The first successful implementation of such battery-buffered charging stations for e-ferries was for the Norwegian Ampere ferry in 2015. The onshore 260-kWh battery slowly recharges from the grid during off-peak or low demand periods. This power is supplied to the ferry as needed, during the time in port. Both the ferry’s onboard and onshore batteries can be recharged overnight, an off-peak period when the ferry is not in use. Thus, the onshore battery buffer recharges the onboard batteries only during peak periods.

Opportunity for e-ferries in Australia

As the decarbonisation of transport is a key motivator for the implementation of e-ferries, the potentially positive environmental impacts would be diminished if fossil fuel-based generation is used to charge.

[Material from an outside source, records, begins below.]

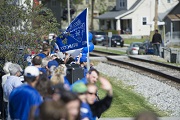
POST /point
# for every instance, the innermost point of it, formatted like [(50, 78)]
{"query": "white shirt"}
[(11, 83)]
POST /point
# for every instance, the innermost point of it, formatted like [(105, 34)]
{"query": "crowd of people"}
[(42, 91)]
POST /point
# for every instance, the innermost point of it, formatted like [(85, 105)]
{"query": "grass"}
[(129, 41), (126, 103), (110, 51)]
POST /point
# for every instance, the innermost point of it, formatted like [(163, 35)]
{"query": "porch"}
[(122, 26)]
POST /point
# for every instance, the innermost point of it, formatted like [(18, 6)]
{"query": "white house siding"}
[(144, 10), (130, 3), (165, 7), (147, 9), (100, 6)]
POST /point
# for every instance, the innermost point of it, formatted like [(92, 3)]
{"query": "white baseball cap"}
[(31, 71)]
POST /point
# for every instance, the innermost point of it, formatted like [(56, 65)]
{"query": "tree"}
[(21, 26)]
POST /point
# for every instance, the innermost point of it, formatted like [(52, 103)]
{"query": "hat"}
[(52, 63), (79, 88), (31, 71), (83, 59), (14, 68)]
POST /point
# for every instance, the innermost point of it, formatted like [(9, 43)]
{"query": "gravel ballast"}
[(165, 97)]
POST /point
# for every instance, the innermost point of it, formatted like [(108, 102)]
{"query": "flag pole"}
[(87, 38)]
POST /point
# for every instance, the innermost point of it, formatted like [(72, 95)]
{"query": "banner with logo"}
[(75, 36)]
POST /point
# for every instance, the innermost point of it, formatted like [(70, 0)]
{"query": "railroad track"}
[(161, 69)]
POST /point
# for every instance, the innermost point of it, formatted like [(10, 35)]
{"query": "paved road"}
[(161, 118), (123, 49)]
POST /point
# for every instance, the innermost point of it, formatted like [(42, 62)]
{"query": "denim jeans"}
[(156, 47)]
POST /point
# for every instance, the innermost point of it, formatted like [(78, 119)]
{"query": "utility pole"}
[(68, 6), (92, 15), (156, 15)]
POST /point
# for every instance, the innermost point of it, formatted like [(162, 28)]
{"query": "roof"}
[(115, 14), (171, 12), (174, 17)]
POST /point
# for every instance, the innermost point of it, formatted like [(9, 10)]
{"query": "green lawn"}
[(126, 103), (129, 41)]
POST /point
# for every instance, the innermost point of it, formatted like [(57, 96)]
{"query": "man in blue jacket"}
[(23, 98)]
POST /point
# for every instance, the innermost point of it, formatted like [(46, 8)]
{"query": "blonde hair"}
[(58, 74), (6, 67), (45, 61)]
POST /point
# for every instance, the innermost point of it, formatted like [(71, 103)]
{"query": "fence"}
[(171, 40), (171, 54)]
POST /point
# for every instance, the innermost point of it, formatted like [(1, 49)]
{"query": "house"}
[(134, 17), (172, 25)]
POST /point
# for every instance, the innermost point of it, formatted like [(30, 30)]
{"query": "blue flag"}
[(75, 36)]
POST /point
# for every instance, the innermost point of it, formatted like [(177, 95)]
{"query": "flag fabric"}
[(75, 36)]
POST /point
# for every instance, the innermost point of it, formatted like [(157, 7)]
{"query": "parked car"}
[(133, 49), (146, 48), (98, 36), (119, 40), (116, 40)]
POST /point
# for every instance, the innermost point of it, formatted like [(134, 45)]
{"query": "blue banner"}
[(75, 36)]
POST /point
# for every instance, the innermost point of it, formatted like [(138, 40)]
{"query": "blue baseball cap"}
[(52, 63)]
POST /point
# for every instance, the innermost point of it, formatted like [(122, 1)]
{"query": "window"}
[(87, 1), (122, 3), (144, 20), (53, 2)]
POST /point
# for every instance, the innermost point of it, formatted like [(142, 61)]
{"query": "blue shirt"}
[(42, 55), (21, 100), (11, 83), (66, 81), (83, 80), (85, 111)]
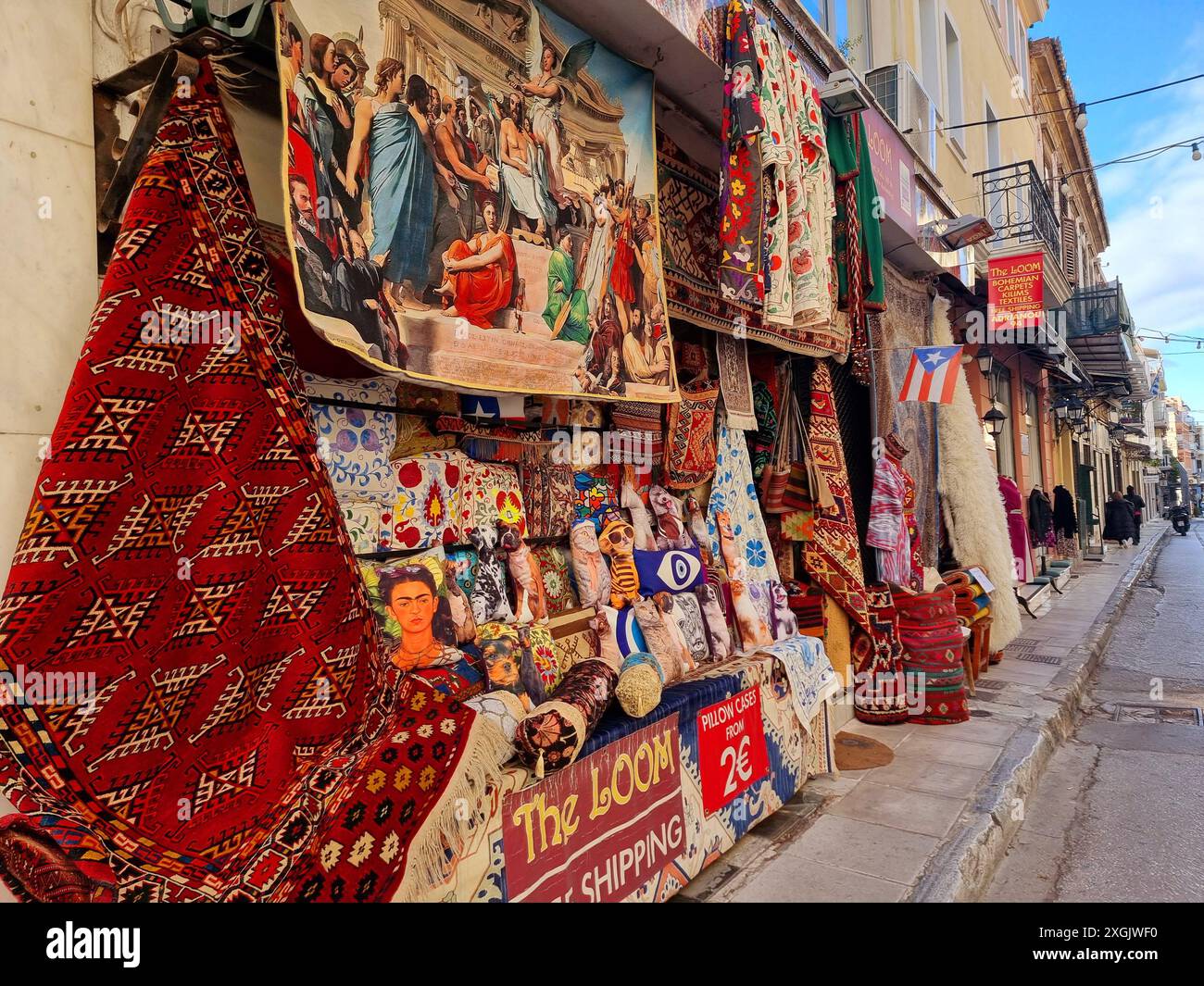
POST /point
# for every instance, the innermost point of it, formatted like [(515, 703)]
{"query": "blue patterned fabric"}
[(674, 571), (734, 492)]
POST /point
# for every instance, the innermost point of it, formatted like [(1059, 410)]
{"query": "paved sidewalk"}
[(934, 824)]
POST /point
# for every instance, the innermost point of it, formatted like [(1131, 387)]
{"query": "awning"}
[(1110, 356)]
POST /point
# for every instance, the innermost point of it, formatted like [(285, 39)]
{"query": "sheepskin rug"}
[(970, 492)]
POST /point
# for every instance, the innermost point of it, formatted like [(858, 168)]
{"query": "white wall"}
[(48, 217)]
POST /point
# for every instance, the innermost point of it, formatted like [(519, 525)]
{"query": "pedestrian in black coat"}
[(1138, 504), (1119, 524)]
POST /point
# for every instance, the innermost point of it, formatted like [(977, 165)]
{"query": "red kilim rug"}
[(184, 566)]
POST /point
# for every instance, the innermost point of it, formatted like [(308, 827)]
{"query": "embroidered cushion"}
[(674, 571), (558, 588), (414, 437), (465, 561), (426, 501), (543, 652), (490, 493), (356, 443), (574, 648), (619, 634), (548, 499), (594, 493), (362, 521)]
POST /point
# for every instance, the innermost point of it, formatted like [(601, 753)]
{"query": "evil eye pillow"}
[(678, 569), (619, 634)]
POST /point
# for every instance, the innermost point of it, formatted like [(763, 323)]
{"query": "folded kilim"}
[(184, 566), (879, 685)]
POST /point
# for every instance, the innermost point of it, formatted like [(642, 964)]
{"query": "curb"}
[(962, 867)]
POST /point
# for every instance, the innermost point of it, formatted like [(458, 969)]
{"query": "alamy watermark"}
[(1046, 329), (22, 686), (169, 325), (583, 448)]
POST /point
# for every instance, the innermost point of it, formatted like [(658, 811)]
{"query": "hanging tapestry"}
[(858, 247), (702, 20), (689, 208), (734, 493), (899, 329), (690, 441), (834, 554), (970, 493), (741, 217), (735, 381), (880, 686), (472, 196), (184, 565)]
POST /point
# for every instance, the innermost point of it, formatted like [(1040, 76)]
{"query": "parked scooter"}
[(1180, 519)]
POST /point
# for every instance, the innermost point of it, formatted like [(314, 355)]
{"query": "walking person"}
[(1138, 505), (1119, 524)]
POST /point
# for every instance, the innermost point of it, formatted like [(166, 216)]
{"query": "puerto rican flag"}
[(932, 375)]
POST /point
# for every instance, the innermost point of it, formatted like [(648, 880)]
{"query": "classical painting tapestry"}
[(472, 196)]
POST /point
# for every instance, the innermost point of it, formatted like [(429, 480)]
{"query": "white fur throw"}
[(970, 492)]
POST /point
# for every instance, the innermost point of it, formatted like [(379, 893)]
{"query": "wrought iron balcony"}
[(1098, 309), (1018, 205)]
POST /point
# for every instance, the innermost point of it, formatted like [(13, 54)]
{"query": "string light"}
[(1080, 119)]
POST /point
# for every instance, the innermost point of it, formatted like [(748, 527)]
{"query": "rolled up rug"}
[(641, 682), (554, 733), (932, 656)]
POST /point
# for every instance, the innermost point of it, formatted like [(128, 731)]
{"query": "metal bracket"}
[(163, 71), (241, 24), (169, 68)]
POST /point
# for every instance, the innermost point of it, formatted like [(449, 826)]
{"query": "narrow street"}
[(1120, 814)]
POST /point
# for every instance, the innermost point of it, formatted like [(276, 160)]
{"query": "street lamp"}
[(995, 420), (1076, 412), (985, 360)]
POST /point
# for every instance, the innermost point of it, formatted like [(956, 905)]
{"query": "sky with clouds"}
[(1155, 208)]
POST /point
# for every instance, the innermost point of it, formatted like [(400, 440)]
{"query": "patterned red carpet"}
[(183, 553)]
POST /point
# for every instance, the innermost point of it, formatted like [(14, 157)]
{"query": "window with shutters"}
[(1070, 249)]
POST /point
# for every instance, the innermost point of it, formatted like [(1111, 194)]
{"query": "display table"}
[(650, 802)]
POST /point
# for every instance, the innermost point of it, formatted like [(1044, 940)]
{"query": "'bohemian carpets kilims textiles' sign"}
[(472, 196)]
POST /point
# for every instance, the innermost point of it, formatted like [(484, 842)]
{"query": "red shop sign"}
[(733, 755), (602, 828)]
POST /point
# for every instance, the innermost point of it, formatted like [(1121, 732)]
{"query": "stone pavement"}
[(1120, 814), (934, 824)]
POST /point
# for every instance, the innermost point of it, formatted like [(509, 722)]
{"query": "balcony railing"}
[(1098, 309), (1016, 204)]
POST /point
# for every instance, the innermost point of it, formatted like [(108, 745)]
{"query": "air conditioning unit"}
[(903, 97)]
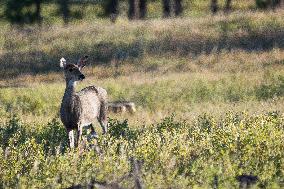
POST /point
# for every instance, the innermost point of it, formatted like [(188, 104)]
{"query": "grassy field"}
[(209, 92)]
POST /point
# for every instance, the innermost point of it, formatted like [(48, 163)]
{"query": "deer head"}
[(73, 71)]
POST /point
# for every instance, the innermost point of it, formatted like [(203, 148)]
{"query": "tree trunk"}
[(214, 6), (166, 8), (133, 11), (178, 7), (143, 9), (64, 9), (228, 6), (38, 11)]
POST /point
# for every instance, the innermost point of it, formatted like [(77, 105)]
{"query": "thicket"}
[(172, 154)]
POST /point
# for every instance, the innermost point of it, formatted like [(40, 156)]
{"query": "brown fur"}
[(79, 109)]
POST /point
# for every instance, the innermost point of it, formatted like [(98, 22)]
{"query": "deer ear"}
[(82, 62), (62, 62)]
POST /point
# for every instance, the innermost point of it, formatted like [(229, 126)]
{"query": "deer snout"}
[(81, 77)]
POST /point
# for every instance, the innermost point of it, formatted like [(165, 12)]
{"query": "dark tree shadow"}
[(15, 63)]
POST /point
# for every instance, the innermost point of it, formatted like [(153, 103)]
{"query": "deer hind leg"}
[(103, 118), (72, 138)]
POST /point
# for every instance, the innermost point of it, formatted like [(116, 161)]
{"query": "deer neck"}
[(69, 90)]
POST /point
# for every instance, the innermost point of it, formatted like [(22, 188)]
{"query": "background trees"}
[(30, 11)]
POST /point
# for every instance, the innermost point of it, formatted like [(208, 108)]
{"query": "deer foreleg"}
[(71, 134)]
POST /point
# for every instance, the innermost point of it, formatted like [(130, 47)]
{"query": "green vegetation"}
[(209, 92), (176, 154)]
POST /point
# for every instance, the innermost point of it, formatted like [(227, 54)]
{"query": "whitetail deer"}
[(80, 109)]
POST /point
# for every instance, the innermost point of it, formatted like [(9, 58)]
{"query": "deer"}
[(81, 109)]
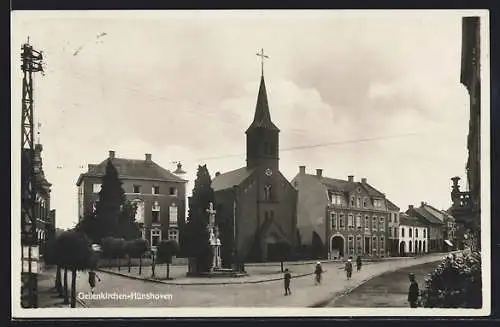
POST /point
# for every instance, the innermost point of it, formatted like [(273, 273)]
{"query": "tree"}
[(76, 255), (166, 250), (196, 230)]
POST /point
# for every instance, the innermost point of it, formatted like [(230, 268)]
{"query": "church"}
[(256, 204)]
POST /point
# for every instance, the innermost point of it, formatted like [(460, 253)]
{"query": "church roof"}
[(262, 117), (132, 169), (231, 178)]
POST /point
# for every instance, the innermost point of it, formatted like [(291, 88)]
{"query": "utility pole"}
[(31, 63)]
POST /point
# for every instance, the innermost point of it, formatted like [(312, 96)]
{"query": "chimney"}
[(302, 170)]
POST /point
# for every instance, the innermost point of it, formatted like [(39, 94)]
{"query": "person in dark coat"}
[(318, 271), (358, 263), (413, 291), (287, 279), (92, 277), (348, 268)]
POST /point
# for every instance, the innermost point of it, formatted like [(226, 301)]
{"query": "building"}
[(427, 215), (413, 236), (256, 204), (393, 229), (466, 207), (160, 196), (347, 217), (45, 217)]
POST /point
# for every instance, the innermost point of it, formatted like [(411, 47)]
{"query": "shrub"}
[(455, 283)]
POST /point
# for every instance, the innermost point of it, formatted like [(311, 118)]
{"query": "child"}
[(92, 277), (413, 291), (348, 268), (287, 279), (318, 271)]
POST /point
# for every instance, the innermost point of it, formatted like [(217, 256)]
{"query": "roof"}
[(391, 206), (262, 117), (339, 185), (231, 178), (426, 215), (406, 220), (133, 169)]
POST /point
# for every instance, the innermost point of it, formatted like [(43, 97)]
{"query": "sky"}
[(183, 87)]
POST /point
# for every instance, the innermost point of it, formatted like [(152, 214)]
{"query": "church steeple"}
[(262, 117), (262, 135)]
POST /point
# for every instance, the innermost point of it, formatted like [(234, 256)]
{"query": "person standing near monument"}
[(287, 277)]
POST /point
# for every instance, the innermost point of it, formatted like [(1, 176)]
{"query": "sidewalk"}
[(47, 296)]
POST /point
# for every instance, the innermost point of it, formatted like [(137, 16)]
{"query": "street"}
[(264, 294), (387, 290)]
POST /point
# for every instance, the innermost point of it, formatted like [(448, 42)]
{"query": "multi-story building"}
[(45, 217), (412, 236), (350, 218), (159, 195), (393, 229), (427, 215)]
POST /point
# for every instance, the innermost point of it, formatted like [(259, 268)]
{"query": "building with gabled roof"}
[(341, 218), (256, 204), (159, 195)]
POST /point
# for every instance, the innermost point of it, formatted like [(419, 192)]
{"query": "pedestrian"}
[(348, 268), (318, 271), (358, 263), (413, 291), (287, 279), (92, 277)]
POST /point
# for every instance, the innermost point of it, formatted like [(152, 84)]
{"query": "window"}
[(358, 222), (173, 234), (156, 213), (333, 217), (267, 192), (96, 188), (173, 215), (172, 191), (350, 222), (155, 237)]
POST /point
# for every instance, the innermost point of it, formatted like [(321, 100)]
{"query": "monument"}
[(214, 239)]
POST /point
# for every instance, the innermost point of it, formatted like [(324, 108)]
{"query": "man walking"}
[(413, 291), (287, 279), (358, 263), (348, 268)]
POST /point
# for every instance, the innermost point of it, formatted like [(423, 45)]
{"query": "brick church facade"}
[(256, 204)]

The most sensible source of charging power would be renewable energy sources such as wind or solar.

Solar would also capitalise on the buffered charging, where the battery could recharge during peak solar output.

The deployment of e-ferries in Sydney is an obvious option, as Sydney’s ferry network comprises a fleet of more than 30 vessels operating around the harbour and along Parramatta river.

However, according to the Clean Energy Council Report[iv], NSW has 15 per cent penetration of renewables, while the highest level of penetration within Australia is in Tasmania at a rate of 95.9 per cent. As such, Tasmania could emerge as a hub for e-ferry transportation within Australia, with about five ferries suitable for battery integration.

The Kettering-Bruny Island route south of Hobart comprises two operational ferries, both suitable for battery integration. The advantage is that only one charging station would be necessary to charge both ferries at Kettering.

While being low noise and offering a reduction in CO2 emissions, the e-ferries also provide an operational cost saving of more than 51.3 per cent[v].

Work will need to be done to accommodate the technological advances of e-ferries, but they present numerous advantages to current diesel-powered vessels.

References

[i] Z. Marina, M. Počuča and P. Baje, “Environmental and economic benefits of slow steaming,” Transactions on maritime science, vol. 2, 2013.

[ii] Photo sources:

[iii] M. Fuhrmann, A. Johnstone, A. Kühner, P. Lindemann, K. Tester, A. Wardwell and G. Würsig, “Maritime Impact,” DNV GL, 2018.

[iv] Clean Energy Council, “Clean Energy Australia Report 2019,” 2019.

[v] M. D. Al-Falahi, J. Coleiro, S. Jayasinghe, H. Enshaei, V. Garaniya, C. Baguley and U. Madawala, “Techno-Economic Feasibility Study of Battery-Powered Ferries,” in IEEE 4th Southern Power Electronics Conference (SPEC), Singapore, 2018.